How LEFT/SUBSTRING would work
LEFT(key1, N) = 'bar'
|
This means the string of first N characters of key1 compares as equal to 'bar'.
The "first N" part is complex to check, so we'll use a weaker condition:
"key1 starts with a string that compares as equal string to 'bar'"
|
This is what LIKE is doing due to LIKE-HAS-WIDER-RANGE.
LIKE's handling of possible unfinished contractions is applicable here.
ycp ok, takeaways of the above:
- We can use like_range() call to construct endpoints.
- We need to take care of cases like SUBSTRING(col, 1, 4)= 'a%_b' and escape the pattern chars. my_like_range() should get (EDIT: jira swallowed backslashes )
my_like_range( ... 'a\%\_b%' ...)
Other review input:
Please also handle LEFT(col, N).

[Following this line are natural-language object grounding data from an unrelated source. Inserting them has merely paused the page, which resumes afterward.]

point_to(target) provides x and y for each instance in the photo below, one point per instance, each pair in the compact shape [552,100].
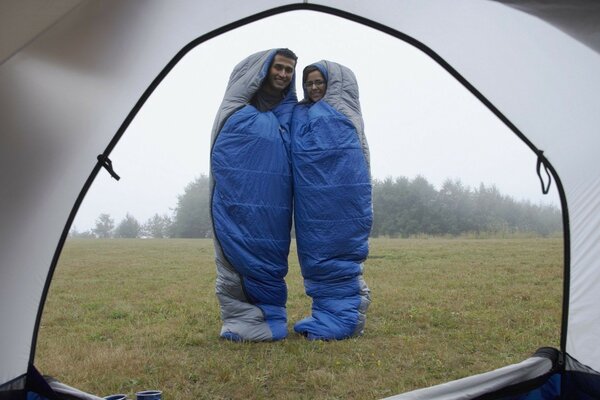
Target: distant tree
[158,226]
[129,227]
[192,214]
[104,226]
[74,233]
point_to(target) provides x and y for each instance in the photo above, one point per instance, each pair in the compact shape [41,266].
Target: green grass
[126,315]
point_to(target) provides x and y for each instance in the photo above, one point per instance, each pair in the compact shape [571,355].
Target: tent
[73,74]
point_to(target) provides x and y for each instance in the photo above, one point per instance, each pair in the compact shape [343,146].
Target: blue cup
[149,395]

It's the same as SUBSTRING(col1, 1, N), right?
Would it be possible to move with_sargable_substr() to be a member of
Item_func_eq instead of Item_bool_func2?
This check is not good:
!strcmp(((Item_func *) args[0])->func_name(), "substr") |
Please add Item_func_substr::functype() and check that.
In Item_bool_func::get_mm_parts(), I see this:
if (with_sargable_substr()) |
sel_arg= get_mm_leaf_for_sargable(this, param, key_part->field, key_part, type, value); |
But then inside get_mm_leaf_for_sargable() there's yet another call to with_sargable_substr():
if (item->with_sargable_substr()) |
res->append("%", 1); |
(and there's also the third call in with_sargable_substr()).
At least one call can be removed by adding an argument to get_mm_leaf_for_sargable().
The name get_mm_leaf_for_sargable() doesn't look very meaningful to me.
Do names like get_mm_leaf_for_LIKE() or get_mm_leaf_for_like_pattern() describe what it does?
Hi psergei, thanks for the comments. ptal at the revised patch:
57a70ffd077 bb-11.8-mdev-34911 MDEV-34911 Sargable substr(col, 1, n) = str
|
Addressing the review comments:
- escape wildcards: done. Also escaping backslashes, and added testcases accordingly.
- also handle LEFT: done. Also added testcases for coverage.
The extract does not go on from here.